The author was forced to disavow his own book on the brink of publication (the official date is July 12), telling The Washington Post that he could not stand behind it. “How dare I promote it when its credibility is down the toilet?” he said. “The source of my book, Gerald Foos, is certifiably unreliable.” “He’s a dishonorable man, totally dishonorable.” (Talese subsequently disavowed his disavowal, probably in light of his contractual obligations to his publisher, Grove Atlantic. He promised to make any needed corrections in the next edition.)
In any case, Talese ignored red flags along the way, naively accepting explanations – and even inventing excuses – that he never should have believed. For example, Foos recounted in his journal that he witnessed the strangulation murder of a young woman at the Manor House on November 11, 1977, claiming that he had anonymously reported the murder to the police. Talese actually investigated this claim, but he could find no record of a murder on that date. There was nothing in police files, no coroner’s report, no death certificate, and nothing in the local newspapers. Rather than disbelieve his informant, however, Talese attributed the missing records to “bureaucratic error.” It was “not impossible,” he wrote, “for there to be no remaining police records,” because “two former officers” told him they might have disappeared over time. If Talese had investigated further, however, he would have discovered that a young woman named Irene Cruz had been strangled at a different Denver motel, only ten miles from The Manor House, on November 3, 1977 – only eight days before Foos’s journal entry. The Cruz murder was covered in the Denver press, and the police record of her death is still easily obtainable, raising the obvious suggestion that Foos had simply appropriated the story for his journal.
Talese’s credulity – a willing suspension of disbelief for the sake of a good story – was his undoing. Where he should have been skeptical of his informant, he was far too trusting, or perhaps even enabling. As I have said before in this space, law, journalism, and social science must all demand a standard of proof greater than “not impossible.”
Sources: Paul Fahri, “Author Gay Talese Disavows His Latest Book amid Credibility Questions,” Washington Post, June 30, 2016; Paul Fahri, “The Murder the New Yorker Never Mentioned,” Washington Post, April 13, 2016; Alexandra Alter, “Gay Talese Defends ‘The Voyeur’s Motel,” New York Times, July 1, 2016.

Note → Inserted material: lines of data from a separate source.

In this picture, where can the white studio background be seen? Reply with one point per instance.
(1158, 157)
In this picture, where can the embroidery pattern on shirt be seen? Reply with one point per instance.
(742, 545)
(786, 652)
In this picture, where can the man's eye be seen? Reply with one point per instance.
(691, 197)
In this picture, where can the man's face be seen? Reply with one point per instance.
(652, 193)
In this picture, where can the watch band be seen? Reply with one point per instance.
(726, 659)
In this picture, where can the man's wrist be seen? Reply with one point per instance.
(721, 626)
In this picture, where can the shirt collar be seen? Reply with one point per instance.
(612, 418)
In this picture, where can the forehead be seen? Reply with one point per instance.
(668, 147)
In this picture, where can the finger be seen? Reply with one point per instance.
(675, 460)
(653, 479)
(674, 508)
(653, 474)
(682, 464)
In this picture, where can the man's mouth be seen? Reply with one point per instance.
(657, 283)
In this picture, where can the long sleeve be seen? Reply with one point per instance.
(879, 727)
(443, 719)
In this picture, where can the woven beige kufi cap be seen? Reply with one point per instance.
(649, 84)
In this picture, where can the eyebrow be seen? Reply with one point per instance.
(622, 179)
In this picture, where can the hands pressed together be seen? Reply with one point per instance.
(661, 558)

In the New Yorker article that provided a teaser for the book, Gay Talese describes how he joined in Foos' voyeurism, invading the privacy of an unsuspecting couple so that he could watch them have sex and then engage in "journalism" by writing about his and Foos' exploits. Everything about the article, from Talese's decision to write it to the New Yorker's decision to publish it, is nauseating. The appropriate response is "Ich kann nicht soviel fressen als ich kotzen moechte."
Journalistic ethics have already been obliterated, so who cares if he didn't adequately fact check?